Skip to main content

Glassfish cluster + Remote instance fails to recover EJB timers

1 reply [Last post]
ameyc
Offline
Joined: 2013-01-24
Points: 0

Our setup is: Glassfish version 3.1.2.2 -

1. DAS and instance-1 running on the same machine, while instance-2 is running on another machine in the same network as config node.
2. We have set up transaction logging in a shared directory as per the Glassfish High Availability Guide: http://docs.oracle.com/cd/E18930_01/html/821-2416/gjjpy.html#gaxim
3. We are using unicast configuration for cluster communication since we have Network Load Balancer running in multicast mode in the network.
4. Our application (.ear containing multiple .war) has 2 persistent timers (since we need only one timer instance per timer at a time in the cluster).

When instance-1 (or instance-2) is shut down normally, the other instance recovers up the timers from the shut-down instance as expected. When instance-2 crashes or goes offline abnormally, instance-1 recovers its timers (again, as expected). But when instance-1 crashes, instance-2 does not seem to recover its timers as expected.

As far as I can see from the logs, instance-2 receives proper failover message for instance-1 and starts the recovery, but finishes it without recovering any transactions or timers for the failed instance.

Can anyone tell me what the problem can be? (Should I provide any more information?)

Reply viewing options

Select your preferred way to display the comments and click "Save settings" to activate your changes.
ameyc
Offline
Joined: 2013-01-24
Points: 0

After 2 weeks or so of work, we have finally found the problem.

It seems when an instance in a cluster goes down, the recovery instance checks if the instance is still up by trying to access the "node-host":"admin-node-port" of the downed instance.

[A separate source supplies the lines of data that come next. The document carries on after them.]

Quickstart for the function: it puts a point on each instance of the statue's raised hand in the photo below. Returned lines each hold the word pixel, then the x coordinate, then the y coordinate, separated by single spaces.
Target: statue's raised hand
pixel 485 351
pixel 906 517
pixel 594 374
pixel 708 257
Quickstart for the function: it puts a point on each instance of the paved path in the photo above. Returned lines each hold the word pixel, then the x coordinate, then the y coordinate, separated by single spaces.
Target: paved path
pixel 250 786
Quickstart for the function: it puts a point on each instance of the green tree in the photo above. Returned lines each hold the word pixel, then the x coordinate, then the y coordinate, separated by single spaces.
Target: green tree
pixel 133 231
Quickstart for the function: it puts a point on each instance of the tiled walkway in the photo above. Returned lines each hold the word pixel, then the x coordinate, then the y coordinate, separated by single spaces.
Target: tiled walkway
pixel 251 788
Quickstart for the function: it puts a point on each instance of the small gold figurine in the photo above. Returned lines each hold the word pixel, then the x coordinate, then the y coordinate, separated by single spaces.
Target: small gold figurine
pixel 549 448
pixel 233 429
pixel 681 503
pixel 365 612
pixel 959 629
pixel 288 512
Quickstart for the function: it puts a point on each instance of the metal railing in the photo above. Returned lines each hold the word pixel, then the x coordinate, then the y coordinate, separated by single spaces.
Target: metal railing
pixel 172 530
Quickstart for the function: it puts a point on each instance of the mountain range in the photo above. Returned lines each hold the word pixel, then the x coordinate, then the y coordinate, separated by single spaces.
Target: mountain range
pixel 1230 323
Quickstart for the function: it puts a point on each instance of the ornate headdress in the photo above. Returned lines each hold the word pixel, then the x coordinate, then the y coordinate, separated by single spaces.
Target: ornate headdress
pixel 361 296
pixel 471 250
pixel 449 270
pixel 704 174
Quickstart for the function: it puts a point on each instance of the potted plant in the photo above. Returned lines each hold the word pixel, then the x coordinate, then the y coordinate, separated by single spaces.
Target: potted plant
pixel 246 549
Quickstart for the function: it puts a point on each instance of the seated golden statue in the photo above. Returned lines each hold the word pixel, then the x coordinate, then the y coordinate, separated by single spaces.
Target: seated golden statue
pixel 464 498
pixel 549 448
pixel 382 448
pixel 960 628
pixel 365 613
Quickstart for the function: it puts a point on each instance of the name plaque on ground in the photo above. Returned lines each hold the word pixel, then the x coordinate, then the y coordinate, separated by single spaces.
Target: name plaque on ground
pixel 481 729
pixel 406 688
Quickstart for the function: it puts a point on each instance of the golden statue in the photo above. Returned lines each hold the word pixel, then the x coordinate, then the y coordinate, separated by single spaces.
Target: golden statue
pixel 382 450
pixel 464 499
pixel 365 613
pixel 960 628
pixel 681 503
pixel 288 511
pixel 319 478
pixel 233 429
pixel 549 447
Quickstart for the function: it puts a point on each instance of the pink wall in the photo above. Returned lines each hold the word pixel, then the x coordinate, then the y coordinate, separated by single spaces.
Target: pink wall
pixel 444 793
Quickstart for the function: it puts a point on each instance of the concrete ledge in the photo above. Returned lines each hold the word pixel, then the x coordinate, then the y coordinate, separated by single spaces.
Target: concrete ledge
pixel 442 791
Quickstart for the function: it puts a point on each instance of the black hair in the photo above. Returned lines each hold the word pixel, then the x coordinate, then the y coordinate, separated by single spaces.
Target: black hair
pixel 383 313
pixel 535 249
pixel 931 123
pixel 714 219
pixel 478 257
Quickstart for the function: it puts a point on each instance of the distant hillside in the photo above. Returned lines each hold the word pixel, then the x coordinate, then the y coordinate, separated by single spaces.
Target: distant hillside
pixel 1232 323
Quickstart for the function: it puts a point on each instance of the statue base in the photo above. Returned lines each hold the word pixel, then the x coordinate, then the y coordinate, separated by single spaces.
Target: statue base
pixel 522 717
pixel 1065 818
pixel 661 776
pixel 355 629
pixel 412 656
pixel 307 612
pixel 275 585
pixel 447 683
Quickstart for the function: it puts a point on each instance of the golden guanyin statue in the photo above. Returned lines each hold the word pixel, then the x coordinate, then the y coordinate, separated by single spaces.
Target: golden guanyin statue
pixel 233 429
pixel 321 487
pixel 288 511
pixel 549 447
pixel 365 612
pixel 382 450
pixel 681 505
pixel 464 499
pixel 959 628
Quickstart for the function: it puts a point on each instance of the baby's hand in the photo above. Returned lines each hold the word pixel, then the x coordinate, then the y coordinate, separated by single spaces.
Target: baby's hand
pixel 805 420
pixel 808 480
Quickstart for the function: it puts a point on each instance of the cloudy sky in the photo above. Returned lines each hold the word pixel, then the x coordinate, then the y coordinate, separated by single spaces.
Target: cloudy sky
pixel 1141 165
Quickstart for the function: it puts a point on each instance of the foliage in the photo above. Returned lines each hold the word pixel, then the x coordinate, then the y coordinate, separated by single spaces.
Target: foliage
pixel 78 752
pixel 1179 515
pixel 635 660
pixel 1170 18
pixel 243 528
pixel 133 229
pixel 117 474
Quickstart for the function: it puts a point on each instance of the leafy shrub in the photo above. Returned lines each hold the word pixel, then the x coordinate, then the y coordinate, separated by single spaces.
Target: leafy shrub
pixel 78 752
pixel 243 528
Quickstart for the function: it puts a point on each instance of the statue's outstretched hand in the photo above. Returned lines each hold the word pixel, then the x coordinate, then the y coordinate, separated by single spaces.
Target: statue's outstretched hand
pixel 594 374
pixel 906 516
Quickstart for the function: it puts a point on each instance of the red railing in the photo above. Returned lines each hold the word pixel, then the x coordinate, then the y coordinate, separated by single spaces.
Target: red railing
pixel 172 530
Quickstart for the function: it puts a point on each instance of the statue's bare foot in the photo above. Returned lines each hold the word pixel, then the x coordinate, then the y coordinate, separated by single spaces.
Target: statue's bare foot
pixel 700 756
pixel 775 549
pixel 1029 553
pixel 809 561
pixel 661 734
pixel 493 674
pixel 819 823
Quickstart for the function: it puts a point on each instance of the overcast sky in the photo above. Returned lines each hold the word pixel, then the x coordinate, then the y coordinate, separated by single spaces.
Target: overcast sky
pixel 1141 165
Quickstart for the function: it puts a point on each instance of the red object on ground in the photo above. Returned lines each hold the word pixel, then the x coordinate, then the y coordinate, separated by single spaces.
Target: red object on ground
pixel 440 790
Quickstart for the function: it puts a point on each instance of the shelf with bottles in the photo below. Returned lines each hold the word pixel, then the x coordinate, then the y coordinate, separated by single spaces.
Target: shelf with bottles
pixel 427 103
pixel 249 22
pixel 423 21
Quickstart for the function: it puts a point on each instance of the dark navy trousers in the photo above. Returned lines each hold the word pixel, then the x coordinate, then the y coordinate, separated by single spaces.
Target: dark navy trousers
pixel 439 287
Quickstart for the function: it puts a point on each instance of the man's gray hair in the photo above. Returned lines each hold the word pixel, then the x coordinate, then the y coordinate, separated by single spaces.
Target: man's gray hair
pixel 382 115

If you are using the standard created node on the DAS (as we were), the node-host is set to "localhost".

So, instance-2 was trying to see if instance-1 is down by trying to connect to "localhost", instead of "instance-1-ip" as it should have been. Since it could connect to localhost, the instance-1 was falsely marked as running and the recovery didn't go ahead.

We had to change the node-host for instance-1 node in domain config.xml to fix this, since the configuration of default localhost- cannot be changed through asadmin or admin console.